Potency and resistance analysis of hepatitis C virus NS5B polymerase inhibitor BMS-791325 on all major genotypes

Abstract

BMS-791325 is a hepatitis C virus (HCV) inhibitor binding to the thumb domain of the NS5B RNA-dependent RNA polymerase. BMS-791325 is well characterized in genotype 1 (GT1) and exhibits good inhibitory activity (50% effective concentration [EC50], <10 nM) against hybrid replicons containing patient NS5B sequences from GT3a, -4a, and -5a while potency against GT2 is significantly reduced (J. A. Lemm et al., Antimicrob. Agents Chemother. 58:3485-3495, 2014, doi:http://dx.doi.org/10.1128/AAC.02495-13).
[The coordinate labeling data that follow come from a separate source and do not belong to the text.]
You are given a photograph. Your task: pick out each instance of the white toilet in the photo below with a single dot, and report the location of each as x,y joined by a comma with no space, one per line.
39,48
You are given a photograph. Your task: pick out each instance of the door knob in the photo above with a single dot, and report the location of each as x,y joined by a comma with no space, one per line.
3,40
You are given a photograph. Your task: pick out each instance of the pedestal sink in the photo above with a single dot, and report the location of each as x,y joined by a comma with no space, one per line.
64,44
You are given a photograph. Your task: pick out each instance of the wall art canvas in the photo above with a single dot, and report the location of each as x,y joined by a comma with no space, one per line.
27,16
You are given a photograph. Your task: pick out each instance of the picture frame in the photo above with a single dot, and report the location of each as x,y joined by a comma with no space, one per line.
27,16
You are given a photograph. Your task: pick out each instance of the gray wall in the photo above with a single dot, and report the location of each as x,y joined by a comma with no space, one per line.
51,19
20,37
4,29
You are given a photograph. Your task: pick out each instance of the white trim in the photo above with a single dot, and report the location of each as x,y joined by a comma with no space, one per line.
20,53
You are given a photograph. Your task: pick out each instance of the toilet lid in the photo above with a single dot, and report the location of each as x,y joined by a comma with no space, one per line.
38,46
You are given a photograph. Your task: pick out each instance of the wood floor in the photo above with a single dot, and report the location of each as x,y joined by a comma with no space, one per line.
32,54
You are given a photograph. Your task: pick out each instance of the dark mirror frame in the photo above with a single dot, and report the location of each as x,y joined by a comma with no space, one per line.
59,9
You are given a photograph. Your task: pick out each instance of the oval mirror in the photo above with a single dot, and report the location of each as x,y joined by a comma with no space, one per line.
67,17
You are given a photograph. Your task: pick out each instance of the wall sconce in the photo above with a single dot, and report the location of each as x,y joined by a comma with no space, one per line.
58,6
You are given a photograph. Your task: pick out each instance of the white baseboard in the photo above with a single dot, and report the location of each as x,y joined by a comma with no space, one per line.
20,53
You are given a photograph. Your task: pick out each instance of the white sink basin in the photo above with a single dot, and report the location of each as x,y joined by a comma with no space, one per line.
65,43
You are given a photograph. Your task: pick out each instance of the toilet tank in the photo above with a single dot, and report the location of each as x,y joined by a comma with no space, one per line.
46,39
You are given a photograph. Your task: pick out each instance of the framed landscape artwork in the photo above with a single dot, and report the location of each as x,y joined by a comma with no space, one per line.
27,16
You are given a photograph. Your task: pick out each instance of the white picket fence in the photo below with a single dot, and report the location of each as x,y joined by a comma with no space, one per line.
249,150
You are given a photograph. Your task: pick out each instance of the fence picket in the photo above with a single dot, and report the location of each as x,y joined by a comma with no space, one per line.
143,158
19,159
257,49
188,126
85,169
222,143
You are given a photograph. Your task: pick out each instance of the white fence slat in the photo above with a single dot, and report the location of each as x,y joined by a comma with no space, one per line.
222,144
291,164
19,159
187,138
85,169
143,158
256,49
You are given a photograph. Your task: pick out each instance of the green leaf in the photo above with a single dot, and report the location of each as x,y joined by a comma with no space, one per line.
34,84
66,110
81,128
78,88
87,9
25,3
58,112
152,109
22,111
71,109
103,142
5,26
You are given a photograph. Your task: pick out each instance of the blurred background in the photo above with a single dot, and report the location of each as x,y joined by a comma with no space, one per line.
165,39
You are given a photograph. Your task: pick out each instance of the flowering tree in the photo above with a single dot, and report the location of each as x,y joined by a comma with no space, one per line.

BMS-791325 potency against GT6a hybrid replicons is more variable, with two of three hybrid clones having EC50s similar to that for GT1 while a third patient clone was ∼ 10 times less susceptible to BMS-791325. To characterize the resistance profile of BMS-791325 beyond GT1, curing studies were performed across GT1a and -3a to -6a and demonstrated that GT1a has the highest resistance barrier versus BMS-791325 while GT6a has the lowest. Selection of GT3 to -6 NS5B chimeric replicon cells at different concentrations of BMS-791325 revealed substitutions in the thumb domain of NS5B at residues 494 and 495 that conferred different levels of resistance to BMS-791325 but remained susceptible to NS5A or NS3 protease inhibitors. In addition, we demonstrate that the reduced potency of BMS-791325 against one GT6a patient is due to an A494 polymorphism present in ∼ 21% of sequences in the European HCV database. The results from this report suggest that BMS-791325 is a candidate for combination treatment of HCV GT3 to -6 chronic infections, and the resistance profiles identified will provide useful information for future clinical development.

FIG 1

Construction of HCV GT2 to -6 NS5B chimeric replicons. (A) Schematic diagram of 1b-Con1 or 1a-H77c replicons with Renilla luciferase and neomycin resistance genes. GT2 to -6 chimeric replicons were constructed by replacing the entire NS5B coding region of the parent replicon with patient-derived NS5Bs from GT3a for the 1a-H77c backbone and GT2b, -4a, -5a, or -6a for the 1b-Con1 backbone. Each of the replicons contained engineered adaptive mutations of E1202G in NS3 and S2204I in NS5A. All NS5B chimeric replicon cell lines exhibited luciferase activities comparable to those of the GT1a/1b parent cell lines. (B) Percent NS5B amino acid identity of HCV GT2 to -6 patient samples to 1b-Con1.

FIG 2

Phenotypic analysis of the NS5B A494V and V494A HCV GT6a replicons. Replicons containing substitutions of A494V in 6a-HN001 and V494A in 6a-752 were generated by site-directed mutagenesis. Stable cell lines were selected and tested for susceptibility to BMS-791325 in a 3-day replicon assay. Results are reported as average EC₅₀ ± standard deviation from at least two independent experiments.

FIG 3

Resistance barrier of BMS-791325 on HCV GT1 to -6. Colony elimination studies were performed on GT1 to -6 wild-type replicons (A) or GT6a mutant replicons (B) using BMS-791325 monotherapy. NS5B chimeric replicon cells were treated with BMS-791325 (300 nM) for up to 10 days. Colonies were stained with crystal violet. Data shown are representative of results from two independent experiments.

FIG 4

Potency of HCV NS3 protease (ASV) and NS5A replication complex (DCV) inhibitors on BMS-791325-resistant replicon cell lines. GT1 and GT3 to -6 NS5B wild-type (WT) and BMS-791325 resistant (R) replicon cell lines were tested for sensitivity to HCV inhibitors BMS-791325, ASV, and DCV. EC₅₀s are the averages from at least 2 independent experiments, and error bars represent standard deviations.